My final divorce papers will be sent this week. Everything is wrapped up and moving forward. After he signs we will have our court date and just start the wait for the end. I know it's crazy but now I feel like I have moved too fast. We separated in January and I had him served with the Separation Agreement by February. I have been pushing ahead pretty fast. Part of me feels like I haven't given him enough time to even think about what he has really done or escape the fog. Is it natural to feel this way and have second thoughts?

The day that I signed my divorce papers was my 10th wedding anniversary. I didn't plan it that way it was the only day that my attorney could get me in. Needless to say that day was pure hell. I backslid quite a bit. I ended up texting him and telling him that I still love him and would be willing to forgive if he wants to work on our marriage. Of course what I got in return was the same old song and dance about how he has been miserable for years.

I finally broke down this week because his being "miserable for years" was really eating away at my insides. I honestly thought that by "years" he meant 5 - 10 years. I finally pushed him to tell me how many years and he said "really just the past few". I was baffled by that. I said "you are actually willing to toss away 14 years for a few years of being unhappy especially when during that time you had a job you hated. And because you didn't even come to me to see if I could help you work through the issues." He said he doesn't think it's right to stay in a miserable marriage out of obligation and give up his happiness. His happiness is being with the other woman BTW. I told him his happiness would be short lived and end when the "new' wears off. He assured me that I am wrong and that his happiness will not be short lived.

I guess I just don't get it. Don't most normal marriages go through ebbs and tides? The goal is to be open and work through them together? I guess I am just totally baffled that he is willing to toss away a long standing relationship for his "happiness" when he didn't even bring up or try to fix things at home.

Is it absolutely horrible of me to want to see this blow up in his face? To see his current state of bliss come crashing down on his head. And I have suddenly felt this surge of anger and would love to drag this woman out of her house by her hair. She was married and KNEW he was married. What kind of woman is this???

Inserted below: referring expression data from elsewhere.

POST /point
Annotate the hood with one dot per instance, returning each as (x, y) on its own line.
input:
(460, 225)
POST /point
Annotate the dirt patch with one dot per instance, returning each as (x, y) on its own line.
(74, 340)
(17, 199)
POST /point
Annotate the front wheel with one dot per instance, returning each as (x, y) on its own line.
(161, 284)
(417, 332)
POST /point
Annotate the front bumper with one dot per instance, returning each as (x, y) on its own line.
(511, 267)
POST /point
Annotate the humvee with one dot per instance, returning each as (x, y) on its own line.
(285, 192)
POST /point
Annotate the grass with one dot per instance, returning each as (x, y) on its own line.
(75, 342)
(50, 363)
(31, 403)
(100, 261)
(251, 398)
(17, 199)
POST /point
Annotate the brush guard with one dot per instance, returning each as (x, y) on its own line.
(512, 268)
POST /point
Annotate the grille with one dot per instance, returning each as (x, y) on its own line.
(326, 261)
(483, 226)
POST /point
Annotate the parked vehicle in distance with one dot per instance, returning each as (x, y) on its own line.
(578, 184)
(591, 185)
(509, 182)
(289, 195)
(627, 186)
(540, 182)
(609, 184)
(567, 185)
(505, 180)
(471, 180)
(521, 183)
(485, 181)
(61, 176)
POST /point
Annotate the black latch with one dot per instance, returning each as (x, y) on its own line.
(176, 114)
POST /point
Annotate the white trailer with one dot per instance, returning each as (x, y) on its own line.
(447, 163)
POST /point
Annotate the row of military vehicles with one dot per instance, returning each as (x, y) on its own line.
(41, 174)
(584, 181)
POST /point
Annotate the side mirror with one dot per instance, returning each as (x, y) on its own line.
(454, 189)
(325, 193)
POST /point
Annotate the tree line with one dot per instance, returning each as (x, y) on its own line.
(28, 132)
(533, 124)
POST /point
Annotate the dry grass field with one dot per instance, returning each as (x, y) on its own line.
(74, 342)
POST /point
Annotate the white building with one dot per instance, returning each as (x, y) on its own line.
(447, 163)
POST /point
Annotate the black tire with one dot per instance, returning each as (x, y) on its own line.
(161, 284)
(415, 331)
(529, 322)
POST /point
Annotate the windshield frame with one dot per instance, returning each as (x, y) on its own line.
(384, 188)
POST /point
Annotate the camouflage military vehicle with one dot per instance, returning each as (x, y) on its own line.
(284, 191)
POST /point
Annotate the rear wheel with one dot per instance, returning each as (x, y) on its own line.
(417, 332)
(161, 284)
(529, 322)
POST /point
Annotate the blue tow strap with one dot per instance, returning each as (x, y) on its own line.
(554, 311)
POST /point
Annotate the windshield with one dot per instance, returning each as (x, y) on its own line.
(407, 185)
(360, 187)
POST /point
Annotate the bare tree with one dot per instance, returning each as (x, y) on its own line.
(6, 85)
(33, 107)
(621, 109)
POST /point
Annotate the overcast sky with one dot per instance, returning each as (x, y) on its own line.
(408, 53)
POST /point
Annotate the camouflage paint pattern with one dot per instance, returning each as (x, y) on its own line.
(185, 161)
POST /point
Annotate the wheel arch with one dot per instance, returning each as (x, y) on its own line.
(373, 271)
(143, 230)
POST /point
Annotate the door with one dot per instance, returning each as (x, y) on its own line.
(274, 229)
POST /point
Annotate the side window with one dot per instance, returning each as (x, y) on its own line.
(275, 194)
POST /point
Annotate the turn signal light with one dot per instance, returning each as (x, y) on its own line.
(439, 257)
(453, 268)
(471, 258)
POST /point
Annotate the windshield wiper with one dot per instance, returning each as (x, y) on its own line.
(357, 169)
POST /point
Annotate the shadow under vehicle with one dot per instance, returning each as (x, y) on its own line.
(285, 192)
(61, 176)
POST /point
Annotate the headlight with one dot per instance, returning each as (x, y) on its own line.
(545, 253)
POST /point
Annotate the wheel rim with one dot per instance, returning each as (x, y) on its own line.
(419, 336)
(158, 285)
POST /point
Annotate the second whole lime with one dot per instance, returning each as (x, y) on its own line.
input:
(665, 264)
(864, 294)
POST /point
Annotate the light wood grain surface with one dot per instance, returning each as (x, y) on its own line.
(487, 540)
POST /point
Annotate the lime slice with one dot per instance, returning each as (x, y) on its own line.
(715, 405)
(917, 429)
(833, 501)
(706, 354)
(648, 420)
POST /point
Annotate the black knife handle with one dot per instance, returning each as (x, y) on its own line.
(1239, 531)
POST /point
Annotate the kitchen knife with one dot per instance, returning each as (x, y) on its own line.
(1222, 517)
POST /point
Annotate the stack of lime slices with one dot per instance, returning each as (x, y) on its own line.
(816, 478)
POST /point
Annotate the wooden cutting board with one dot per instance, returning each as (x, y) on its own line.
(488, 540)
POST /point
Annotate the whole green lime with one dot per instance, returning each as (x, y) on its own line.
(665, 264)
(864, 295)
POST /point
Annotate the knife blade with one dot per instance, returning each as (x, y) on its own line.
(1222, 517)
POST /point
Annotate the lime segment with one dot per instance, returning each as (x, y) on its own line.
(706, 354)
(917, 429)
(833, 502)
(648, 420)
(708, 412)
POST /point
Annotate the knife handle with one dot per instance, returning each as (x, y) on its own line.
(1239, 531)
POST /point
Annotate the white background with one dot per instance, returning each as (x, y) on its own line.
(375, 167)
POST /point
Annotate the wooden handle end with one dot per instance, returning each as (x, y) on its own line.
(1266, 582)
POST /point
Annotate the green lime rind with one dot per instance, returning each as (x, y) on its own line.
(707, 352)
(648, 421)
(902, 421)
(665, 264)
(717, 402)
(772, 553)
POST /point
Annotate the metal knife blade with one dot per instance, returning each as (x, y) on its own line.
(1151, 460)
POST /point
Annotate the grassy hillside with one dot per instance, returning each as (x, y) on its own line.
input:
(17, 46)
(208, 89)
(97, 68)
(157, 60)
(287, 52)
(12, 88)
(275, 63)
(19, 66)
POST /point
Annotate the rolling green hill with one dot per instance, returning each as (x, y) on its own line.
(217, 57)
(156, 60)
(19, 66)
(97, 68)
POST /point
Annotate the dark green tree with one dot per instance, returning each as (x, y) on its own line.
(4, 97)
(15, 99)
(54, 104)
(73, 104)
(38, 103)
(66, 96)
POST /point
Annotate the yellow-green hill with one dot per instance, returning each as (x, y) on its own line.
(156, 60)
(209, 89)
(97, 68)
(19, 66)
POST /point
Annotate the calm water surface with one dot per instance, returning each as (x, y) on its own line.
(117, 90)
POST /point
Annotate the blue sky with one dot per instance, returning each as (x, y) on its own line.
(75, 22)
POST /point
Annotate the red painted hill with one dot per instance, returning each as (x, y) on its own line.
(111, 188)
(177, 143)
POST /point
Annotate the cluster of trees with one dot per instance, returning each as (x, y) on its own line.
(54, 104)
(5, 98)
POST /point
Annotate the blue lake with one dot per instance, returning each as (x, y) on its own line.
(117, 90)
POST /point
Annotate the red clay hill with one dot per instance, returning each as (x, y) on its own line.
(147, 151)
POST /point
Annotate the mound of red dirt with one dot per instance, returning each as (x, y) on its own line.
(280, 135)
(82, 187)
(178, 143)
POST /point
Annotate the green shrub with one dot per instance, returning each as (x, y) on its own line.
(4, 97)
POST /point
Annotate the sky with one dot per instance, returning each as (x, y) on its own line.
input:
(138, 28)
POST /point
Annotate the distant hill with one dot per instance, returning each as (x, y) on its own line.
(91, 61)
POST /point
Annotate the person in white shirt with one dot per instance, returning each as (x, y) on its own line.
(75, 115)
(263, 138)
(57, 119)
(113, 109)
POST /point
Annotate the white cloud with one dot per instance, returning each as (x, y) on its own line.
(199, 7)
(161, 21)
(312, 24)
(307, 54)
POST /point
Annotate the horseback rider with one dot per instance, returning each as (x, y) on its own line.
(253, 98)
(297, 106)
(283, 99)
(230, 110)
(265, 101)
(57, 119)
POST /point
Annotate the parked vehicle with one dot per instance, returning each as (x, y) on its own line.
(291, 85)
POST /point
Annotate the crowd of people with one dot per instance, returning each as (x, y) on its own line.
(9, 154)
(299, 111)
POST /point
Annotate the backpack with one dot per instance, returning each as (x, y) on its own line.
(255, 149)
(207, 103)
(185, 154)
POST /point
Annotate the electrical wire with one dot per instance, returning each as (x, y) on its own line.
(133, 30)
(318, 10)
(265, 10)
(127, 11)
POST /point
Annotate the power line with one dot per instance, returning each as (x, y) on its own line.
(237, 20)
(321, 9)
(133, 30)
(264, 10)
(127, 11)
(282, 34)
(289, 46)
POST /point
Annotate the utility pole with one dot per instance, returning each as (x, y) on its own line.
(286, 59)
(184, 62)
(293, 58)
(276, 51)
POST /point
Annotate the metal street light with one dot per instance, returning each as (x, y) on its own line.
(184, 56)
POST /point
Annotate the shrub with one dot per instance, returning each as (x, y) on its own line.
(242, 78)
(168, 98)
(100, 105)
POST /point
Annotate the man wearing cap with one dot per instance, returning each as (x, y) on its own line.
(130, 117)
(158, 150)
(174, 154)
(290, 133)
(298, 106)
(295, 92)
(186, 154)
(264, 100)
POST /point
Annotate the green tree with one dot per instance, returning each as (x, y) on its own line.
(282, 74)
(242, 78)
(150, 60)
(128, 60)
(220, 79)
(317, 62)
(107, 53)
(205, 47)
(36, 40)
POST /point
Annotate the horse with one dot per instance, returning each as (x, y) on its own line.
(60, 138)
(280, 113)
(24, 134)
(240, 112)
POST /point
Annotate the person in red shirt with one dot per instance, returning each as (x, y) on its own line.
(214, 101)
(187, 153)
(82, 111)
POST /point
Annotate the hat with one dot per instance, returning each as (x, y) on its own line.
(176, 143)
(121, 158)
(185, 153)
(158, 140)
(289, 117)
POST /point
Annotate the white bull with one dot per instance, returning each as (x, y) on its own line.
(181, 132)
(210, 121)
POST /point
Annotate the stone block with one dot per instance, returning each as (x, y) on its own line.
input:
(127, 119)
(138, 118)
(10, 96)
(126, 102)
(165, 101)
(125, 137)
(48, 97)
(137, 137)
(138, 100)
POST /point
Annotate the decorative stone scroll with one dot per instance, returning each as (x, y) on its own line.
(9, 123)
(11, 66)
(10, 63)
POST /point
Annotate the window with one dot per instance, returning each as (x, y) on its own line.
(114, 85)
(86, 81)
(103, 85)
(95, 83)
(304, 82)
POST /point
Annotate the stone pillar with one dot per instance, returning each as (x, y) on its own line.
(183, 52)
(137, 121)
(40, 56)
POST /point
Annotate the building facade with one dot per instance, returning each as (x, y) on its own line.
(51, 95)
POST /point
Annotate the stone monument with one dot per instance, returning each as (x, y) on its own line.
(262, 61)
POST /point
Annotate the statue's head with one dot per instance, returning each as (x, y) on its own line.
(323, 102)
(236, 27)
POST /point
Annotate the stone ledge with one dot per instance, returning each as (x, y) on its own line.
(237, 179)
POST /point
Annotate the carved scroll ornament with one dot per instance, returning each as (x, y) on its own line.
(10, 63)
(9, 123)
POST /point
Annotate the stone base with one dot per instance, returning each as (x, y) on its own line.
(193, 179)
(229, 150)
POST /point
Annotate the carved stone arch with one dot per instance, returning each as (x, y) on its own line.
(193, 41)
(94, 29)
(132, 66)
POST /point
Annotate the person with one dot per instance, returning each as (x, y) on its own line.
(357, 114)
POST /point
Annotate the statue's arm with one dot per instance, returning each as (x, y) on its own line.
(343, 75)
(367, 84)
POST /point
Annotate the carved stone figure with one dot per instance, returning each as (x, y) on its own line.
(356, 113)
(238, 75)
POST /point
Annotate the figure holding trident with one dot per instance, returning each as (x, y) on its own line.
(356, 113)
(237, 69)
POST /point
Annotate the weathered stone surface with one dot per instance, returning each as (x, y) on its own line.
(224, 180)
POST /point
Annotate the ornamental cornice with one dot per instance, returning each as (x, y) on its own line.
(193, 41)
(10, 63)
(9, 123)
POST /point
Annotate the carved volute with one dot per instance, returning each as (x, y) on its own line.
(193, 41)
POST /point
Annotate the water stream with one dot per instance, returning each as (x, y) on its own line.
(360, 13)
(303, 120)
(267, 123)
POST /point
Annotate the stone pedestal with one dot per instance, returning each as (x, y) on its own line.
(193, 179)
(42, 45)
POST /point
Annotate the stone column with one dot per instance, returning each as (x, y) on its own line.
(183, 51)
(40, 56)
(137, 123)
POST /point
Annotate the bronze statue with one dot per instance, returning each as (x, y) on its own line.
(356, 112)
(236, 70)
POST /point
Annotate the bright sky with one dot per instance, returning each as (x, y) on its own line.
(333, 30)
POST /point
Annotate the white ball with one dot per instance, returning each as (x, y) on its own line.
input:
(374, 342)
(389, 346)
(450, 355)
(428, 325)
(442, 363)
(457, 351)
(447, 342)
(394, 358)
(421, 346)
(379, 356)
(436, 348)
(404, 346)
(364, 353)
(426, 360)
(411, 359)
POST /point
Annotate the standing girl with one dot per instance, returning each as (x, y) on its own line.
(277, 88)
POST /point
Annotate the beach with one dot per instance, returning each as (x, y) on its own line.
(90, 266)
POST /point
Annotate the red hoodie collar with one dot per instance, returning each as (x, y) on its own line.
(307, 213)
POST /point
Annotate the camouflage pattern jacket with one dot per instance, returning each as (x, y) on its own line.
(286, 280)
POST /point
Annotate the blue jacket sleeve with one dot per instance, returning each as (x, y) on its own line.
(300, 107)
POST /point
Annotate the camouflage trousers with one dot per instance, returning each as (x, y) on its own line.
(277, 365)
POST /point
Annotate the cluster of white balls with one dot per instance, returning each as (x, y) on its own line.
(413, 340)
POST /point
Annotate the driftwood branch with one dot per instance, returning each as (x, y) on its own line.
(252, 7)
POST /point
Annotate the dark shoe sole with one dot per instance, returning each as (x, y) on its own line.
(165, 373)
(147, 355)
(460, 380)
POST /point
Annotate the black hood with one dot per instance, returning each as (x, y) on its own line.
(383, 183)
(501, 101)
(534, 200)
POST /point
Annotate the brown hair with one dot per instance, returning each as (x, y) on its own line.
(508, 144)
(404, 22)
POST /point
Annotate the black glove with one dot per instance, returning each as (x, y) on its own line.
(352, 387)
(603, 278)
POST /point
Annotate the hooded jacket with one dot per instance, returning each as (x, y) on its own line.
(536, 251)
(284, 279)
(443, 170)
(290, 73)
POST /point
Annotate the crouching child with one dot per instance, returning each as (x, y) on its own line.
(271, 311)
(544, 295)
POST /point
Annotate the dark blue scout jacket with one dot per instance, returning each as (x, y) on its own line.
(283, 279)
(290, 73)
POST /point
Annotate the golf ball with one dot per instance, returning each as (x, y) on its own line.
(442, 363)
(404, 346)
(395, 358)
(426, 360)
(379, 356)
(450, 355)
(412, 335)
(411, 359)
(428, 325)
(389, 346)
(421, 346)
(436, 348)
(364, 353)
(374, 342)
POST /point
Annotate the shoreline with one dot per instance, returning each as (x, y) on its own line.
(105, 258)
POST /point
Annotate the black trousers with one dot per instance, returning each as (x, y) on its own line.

Sorry for my rant. I am backsliding. After our conversation he had the nerve to say "I thought we were making progress and now you are acting crazy again." Keep in mind his idea of progress is completely ignoring what he has done and me being robotically civil to him. What an ass.


----------



## highwood (Jan 12, 2012)

You do realize that their relationship only has a 3% chance of working out in the long term..so no fret he will not stay with her long term.

I totally get where you are coming from and that is why I at times get so mad at H, I want to kick him out, then I get scared thinking but I still want the marriage. 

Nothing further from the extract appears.